The Senate budget priorities included developing and preparing our future workforce in this global economy, by making strategic and appropriate investments toward educating Virginia’s children. Funding was added for the cost of competing in Northern Virginia, which is a necessary incentive to attract and retain the best teachers in our region. $47M was included for reducing class size in elementary schools. We fought for continued funding for the Virginia Preschool Initiative. Additionally, we sought to keep our colleges and universities affordable and accessible. The proposed budget includes nearly $18.5M over the biennium for undergraduate and graduate financial aid. The Senate also proposed $11.7M to increase TAG (Tuition Assistance Grants) to $2,750/per applicant.

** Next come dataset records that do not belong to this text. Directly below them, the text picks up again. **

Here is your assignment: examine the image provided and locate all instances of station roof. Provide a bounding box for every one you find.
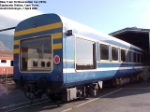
[110,27,150,51]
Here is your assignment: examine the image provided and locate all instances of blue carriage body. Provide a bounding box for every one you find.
[14,14,148,90]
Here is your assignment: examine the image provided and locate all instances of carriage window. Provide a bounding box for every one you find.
[133,53,137,62]
[137,54,141,62]
[127,51,132,62]
[100,44,109,60]
[10,61,13,66]
[112,47,118,61]
[76,38,96,70]
[20,36,52,71]
[121,49,126,62]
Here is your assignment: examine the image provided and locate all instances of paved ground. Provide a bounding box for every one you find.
[0,82,150,112]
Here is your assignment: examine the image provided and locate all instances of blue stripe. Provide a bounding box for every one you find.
[14,28,62,40]
[64,70,141,83]
[63,62,143,68]
[15,14,61,31]
[53,38,62,44]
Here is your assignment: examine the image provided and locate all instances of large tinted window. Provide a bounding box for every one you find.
[121,49,126,62]
[100,44,109,60]
[76,38,95,70]
[20,36,52,71]
[133,53,137,62]
[112,47,118,61]
[127,51,132,62]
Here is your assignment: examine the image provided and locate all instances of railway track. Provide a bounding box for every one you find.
[0,98,51,112]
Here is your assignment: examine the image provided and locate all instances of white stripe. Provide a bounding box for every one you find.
[63,66,144,73]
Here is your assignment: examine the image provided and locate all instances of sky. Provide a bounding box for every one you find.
[0,0,150,33]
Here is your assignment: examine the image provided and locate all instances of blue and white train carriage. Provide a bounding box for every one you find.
[14,14,149,101]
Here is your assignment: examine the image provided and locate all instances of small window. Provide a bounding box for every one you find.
[1,60,7,63]
[121,49,126,62]
[127,51,132,62]
[76,38,96,70]
[10,61,13,66]
[100,44,109,60]
[112,47,118,61]
[137,54,141,62]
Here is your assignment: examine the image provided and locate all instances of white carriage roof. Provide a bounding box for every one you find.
[59,16,142,50]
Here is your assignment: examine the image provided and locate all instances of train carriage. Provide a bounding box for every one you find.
[14,14,149,101]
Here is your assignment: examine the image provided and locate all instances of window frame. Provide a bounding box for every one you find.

There is a growing list of Virginians in need of services that is reaching about 600 individual names. The proposed budget that is before the Governor, adds 225 ID (the former MR waiver) and 80 DD (Developmental Disabilities) Medicaid waiver slots above the number required by the agreement with the Department of Justice. Eligibility for Medicaid was restored for 1,500 elderly and disabled individuals needing long term care services. Funding was approved by the legislature that restored personal care under Medicaid waivers to 56 hours per week. The compromised bill calls for $500,000 for funding poison control centers. There is no funding for teen pregnancy prevention programs. In my opinion this is a tragic misfortune for a program that has been successful.
On another positive note, the budget bill calls for using $7M to capitalize a Housing Trust Fund. Of that money, 80% will fund a revolving loan fund and 20% will be applied toward homeless assistance programs. This is a one-time boost for struggling homeowners. Too many Virginians have faced financial ruin and the loss of their homes during the mortgage/lending crisis.
Raises for state employees remain contingent upon surplus funds – that is if the economy continues to improve and state funds are available above the current forecasts. The Department of Business Assistance will see $1.5M each year of the biennium for the Small Business Investment Grant Program to encourage investment in small enterprises. The biggest disappointment of the session was the Governor’s seemingly lack of interest for addressing the problems facing Virginia’s transportation network. His refusal to properly fund the Dulles Metro Line negatively impacts Northern Virginia, the economic engine of the Commonwealth.
The budget bill is now on the Governor’s desk. If he follows what he did during the regular session, we can anticipate his pen will be busy amending the compromise bill. (You may recall Governor McDonnell amended over 100 bills and put a veto on 7 measures adopted by the General Assembly this winter). We should know what actions he will take by this Friday, May 4. The Legislature will meet at the Capitol on May 14 to approve or reject the Governor’s proposed amendments. Thank you for all of your support and encouragement throughout our largely successful battle for a budget that works for all Virginians.